Johnston was under intense pressure, one source in the office said, not just because the Army often puts public affairs “on the back burner,” but because she was a one-star attempting to get information from more senior general officers in the Pentagon. 

“You put a one-star in charge of public affairs, and you’re expecting them to corral two-, three-, and four-stars who won’t listen to her?” another officer said. “Do you think that’s really fair?” 

Then-Brig. Gen. Amy Hannah, Director of the U.S. Marketing Research Task Force, speaks during the 2019 Public Affairs Forum, held at the Mark Center in Alexandria, Va., May 9, 2019. (U.S. Army photo by Spc. James Harvey)

The news of Johnston’s retirement comes just days after another senior Army leader in the Pentagon was suspended amid an Inspector General investigation of toxic leadership. Lt. Gen. Duane Gamble, the Army’s deputy chief of staff for logistics, referred to as the G-4, has been under investigation since November 2020. He was suspended last week. 
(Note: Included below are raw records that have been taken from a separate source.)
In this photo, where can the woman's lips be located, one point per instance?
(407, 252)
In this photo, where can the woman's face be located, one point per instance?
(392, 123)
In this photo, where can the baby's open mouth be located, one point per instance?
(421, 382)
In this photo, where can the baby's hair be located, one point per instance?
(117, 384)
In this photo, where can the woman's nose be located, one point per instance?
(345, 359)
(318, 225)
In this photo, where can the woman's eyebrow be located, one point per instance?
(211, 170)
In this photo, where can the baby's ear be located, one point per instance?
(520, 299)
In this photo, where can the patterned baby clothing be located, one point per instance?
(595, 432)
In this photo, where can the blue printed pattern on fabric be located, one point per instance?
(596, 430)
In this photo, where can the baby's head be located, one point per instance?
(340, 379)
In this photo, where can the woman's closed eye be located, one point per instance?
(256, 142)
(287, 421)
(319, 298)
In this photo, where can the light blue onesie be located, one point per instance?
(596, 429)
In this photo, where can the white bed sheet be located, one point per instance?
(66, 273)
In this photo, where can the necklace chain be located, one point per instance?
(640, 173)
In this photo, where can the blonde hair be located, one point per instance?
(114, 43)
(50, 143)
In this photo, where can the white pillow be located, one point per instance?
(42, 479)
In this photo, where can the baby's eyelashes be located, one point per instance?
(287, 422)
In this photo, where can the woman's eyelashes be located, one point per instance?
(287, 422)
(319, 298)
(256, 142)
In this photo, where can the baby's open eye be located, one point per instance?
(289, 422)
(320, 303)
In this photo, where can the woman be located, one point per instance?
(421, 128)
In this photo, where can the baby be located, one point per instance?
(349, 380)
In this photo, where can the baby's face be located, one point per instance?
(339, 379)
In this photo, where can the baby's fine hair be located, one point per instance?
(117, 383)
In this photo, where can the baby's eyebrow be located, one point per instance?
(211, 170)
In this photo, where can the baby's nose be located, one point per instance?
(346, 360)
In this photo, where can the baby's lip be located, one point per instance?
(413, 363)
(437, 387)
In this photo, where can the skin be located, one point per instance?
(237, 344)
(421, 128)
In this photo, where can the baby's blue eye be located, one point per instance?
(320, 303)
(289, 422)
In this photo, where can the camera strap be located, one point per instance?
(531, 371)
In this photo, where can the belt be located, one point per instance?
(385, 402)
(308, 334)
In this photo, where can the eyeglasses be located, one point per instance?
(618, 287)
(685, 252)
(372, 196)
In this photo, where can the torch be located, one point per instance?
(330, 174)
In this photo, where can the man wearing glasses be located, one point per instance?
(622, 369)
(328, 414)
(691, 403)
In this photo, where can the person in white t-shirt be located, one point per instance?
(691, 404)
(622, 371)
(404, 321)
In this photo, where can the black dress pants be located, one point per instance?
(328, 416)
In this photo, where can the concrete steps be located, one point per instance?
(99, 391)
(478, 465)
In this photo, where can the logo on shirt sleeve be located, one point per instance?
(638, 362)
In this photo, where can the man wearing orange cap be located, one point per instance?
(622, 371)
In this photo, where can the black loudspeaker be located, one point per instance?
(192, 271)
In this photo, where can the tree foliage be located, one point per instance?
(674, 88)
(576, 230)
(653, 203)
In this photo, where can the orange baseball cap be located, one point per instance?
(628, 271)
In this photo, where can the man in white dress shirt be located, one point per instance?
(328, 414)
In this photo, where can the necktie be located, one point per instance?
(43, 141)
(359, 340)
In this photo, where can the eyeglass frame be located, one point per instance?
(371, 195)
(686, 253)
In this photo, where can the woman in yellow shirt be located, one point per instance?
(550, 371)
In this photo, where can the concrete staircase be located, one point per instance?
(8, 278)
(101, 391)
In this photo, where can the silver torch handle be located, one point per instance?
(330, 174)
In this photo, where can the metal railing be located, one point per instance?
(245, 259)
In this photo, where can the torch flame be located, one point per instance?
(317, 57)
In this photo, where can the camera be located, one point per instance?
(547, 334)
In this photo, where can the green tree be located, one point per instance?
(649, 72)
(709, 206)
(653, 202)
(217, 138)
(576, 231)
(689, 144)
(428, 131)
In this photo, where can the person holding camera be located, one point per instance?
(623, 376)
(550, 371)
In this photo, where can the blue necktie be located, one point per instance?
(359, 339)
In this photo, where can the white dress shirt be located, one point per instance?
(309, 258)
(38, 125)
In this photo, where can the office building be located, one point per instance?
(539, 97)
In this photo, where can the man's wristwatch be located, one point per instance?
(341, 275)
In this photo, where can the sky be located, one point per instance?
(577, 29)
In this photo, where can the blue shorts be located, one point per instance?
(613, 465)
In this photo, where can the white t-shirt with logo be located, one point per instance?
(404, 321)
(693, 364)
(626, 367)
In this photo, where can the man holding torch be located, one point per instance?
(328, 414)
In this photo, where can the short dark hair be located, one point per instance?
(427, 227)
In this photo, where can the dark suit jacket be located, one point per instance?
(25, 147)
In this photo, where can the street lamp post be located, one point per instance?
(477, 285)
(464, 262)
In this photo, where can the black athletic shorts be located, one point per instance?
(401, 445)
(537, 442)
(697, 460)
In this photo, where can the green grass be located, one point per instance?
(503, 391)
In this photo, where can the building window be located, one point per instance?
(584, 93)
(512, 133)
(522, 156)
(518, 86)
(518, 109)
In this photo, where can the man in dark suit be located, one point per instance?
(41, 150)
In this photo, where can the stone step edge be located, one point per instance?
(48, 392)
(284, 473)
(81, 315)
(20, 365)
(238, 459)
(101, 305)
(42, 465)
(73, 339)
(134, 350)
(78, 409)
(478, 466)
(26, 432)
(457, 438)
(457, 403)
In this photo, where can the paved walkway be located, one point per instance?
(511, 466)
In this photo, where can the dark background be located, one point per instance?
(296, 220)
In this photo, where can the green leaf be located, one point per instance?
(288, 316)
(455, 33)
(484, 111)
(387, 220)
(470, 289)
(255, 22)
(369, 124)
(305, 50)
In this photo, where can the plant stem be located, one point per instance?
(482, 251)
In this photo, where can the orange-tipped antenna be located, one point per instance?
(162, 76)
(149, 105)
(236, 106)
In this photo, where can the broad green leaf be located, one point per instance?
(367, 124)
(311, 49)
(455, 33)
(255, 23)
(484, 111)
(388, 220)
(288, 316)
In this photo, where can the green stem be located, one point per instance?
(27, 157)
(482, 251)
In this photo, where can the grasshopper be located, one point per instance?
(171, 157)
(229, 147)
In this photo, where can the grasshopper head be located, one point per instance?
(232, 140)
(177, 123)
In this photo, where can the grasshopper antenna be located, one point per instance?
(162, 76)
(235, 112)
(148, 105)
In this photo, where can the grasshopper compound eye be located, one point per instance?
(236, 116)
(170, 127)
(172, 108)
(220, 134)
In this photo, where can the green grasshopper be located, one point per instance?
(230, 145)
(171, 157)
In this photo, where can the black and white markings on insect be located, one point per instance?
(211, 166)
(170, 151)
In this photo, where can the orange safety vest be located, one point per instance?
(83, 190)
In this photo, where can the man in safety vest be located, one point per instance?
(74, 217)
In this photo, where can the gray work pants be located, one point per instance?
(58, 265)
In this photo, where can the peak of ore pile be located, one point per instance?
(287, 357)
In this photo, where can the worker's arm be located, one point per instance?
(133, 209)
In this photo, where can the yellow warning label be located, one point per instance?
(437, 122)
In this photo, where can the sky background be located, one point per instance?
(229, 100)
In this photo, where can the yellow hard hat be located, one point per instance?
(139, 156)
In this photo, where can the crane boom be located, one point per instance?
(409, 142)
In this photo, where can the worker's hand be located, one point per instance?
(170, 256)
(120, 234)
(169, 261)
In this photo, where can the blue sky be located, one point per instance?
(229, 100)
Sources directly familiar with the culture of the G-4 office explained that Gamble’s behavior included bullying and racist comments, and created a toxic environment. Sources also voiced concerns that Gamble would be allowed to retire and avoid any repercussions — something they said more junior officers or enlisted soldiers would never be able to get away with. 

“If this was a [colonel], or lieutenant colonel, or a major, or a captain? They wouldn’t be in the Army,” an Army veteran familiar with the matter said of Gamble. “To me, to allow this to have gone on this long is a travesty.” 

As of last week, Gamble had not been approved to retire. While Johnston has been, it’s unclear when that will happen or who will take her place as the top Army spokesperson.